TEXTE B : Victor Hugo, Ruy Blas, Préface, 1838.
TEXTE C : Emile Zola, La Curée, 1871.
TEXTE D : Paul Claudel, L’Echange, première version, 1894.
QUESTION (4 points):
Répertoriez et classez les différentes raisons qui, selon les auteurs des textes ci-dessous (textes A, B,
C, D), poussent les hommes à aller au théâtre.
TRAVAIL D’ECRITURE AU CHOIX (16 points) :
Commentaire :
Vous ferez le commentaire du texte de Pierre Corneille (texte A).
Dissertation :
« Nous n’allons pas au théâtre en inspecteurs, en contrôleurs.
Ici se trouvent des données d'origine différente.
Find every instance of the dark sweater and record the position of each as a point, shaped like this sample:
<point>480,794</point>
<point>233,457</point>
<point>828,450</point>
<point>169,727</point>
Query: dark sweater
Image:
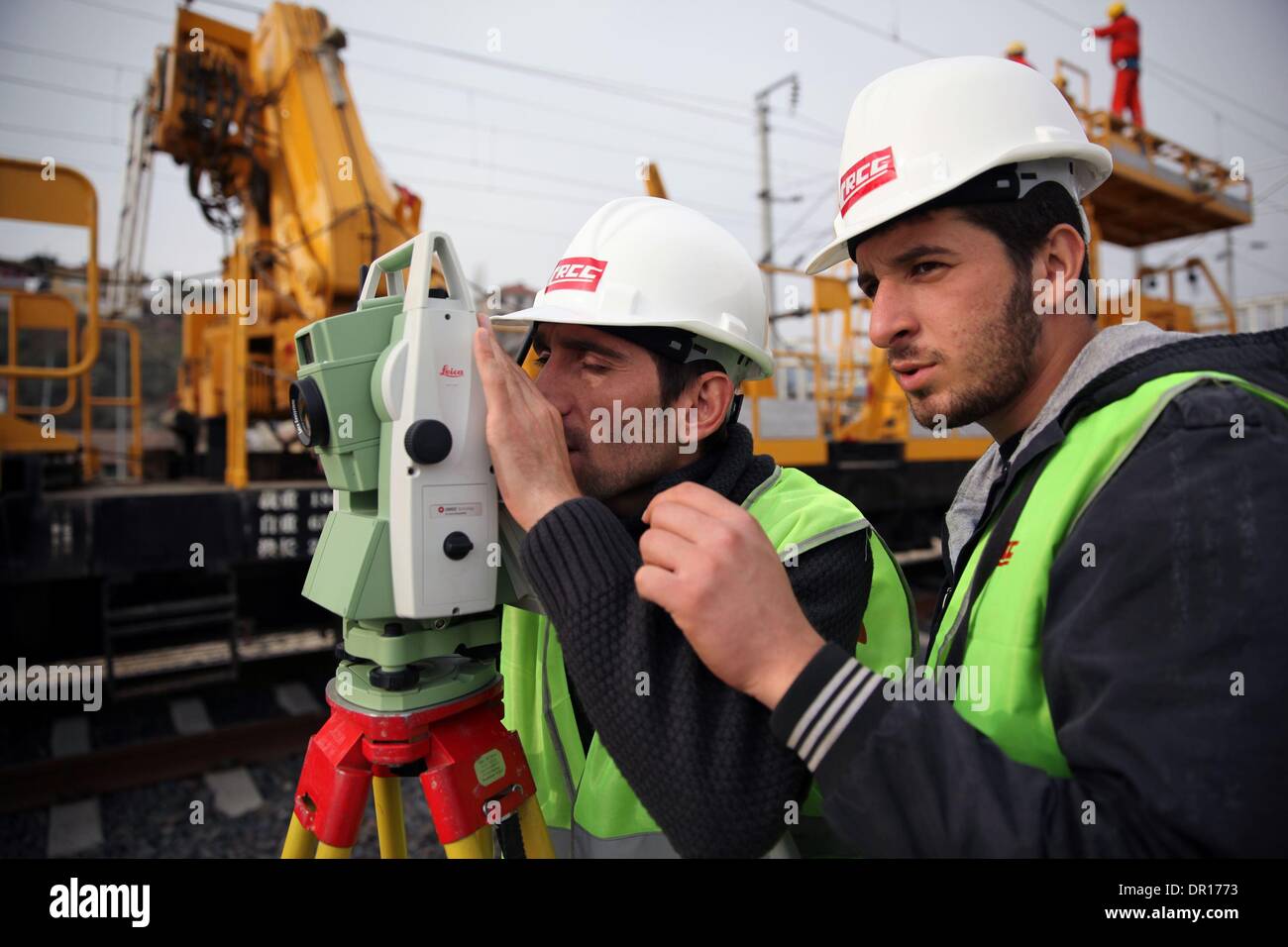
<point>699,755</point>
<point>1163,665</point>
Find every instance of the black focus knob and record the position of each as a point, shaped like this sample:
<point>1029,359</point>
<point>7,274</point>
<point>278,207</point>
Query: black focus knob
<point>458,545</point>
<point>428,442</point>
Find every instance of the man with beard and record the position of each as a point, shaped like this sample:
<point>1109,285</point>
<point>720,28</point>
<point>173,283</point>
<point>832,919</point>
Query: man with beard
<point>643,334</point>
<point>1103,674</point>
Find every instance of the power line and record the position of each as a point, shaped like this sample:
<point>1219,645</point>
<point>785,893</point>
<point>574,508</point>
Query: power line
<point>532,103</point>
<point>62,133</point>
<point>65,90</point>
<point>1166,69</point>
<point>868,29</point>
<point>649,94</point>
<point>599,187</point>
<point>806,215</point>
<point>71,56</point>
<point>124,11</point>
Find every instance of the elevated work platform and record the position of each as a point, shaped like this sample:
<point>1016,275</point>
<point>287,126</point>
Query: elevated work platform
<point>1159,189</point>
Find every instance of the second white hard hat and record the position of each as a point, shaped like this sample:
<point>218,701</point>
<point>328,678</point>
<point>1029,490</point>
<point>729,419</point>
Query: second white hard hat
<point>922,131</point>
<point>651,263</point>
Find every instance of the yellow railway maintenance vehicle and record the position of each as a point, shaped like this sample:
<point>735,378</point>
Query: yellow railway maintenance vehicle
<point>275,157</point>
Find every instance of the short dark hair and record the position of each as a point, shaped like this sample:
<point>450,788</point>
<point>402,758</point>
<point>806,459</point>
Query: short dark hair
<point>674,377</point>
<point>1021,226</point>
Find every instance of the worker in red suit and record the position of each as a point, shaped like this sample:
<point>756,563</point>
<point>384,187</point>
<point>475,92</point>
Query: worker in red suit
<point>1017,52</point>
<point>1125,54</point>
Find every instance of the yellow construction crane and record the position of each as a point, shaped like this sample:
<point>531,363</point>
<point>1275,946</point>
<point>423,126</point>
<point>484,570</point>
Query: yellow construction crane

Nous allons au théâtre pour penser, une heure ou deux, à autre chose », écrit le critique Michel Cournot.
Selon vous, que vient chercher le public au théâtre ?
Dans un développement construit et argumenté, vous répondrez à cette question en vous appuyant sur les textes du corpus, sur les textes que vous avez lus et sur votre expérience de spectateur.
Ecriture d’invention :
Vous êtes directeur d’une école de théâtre et vous devez prononcer un discours d’accueil de
vos nouveaux élèves en début d’année.
Composez un discours argumenté et illustré d’exemples dans lequel vous devez faire comprendre aux nouveaux venus leur mission d’acteur.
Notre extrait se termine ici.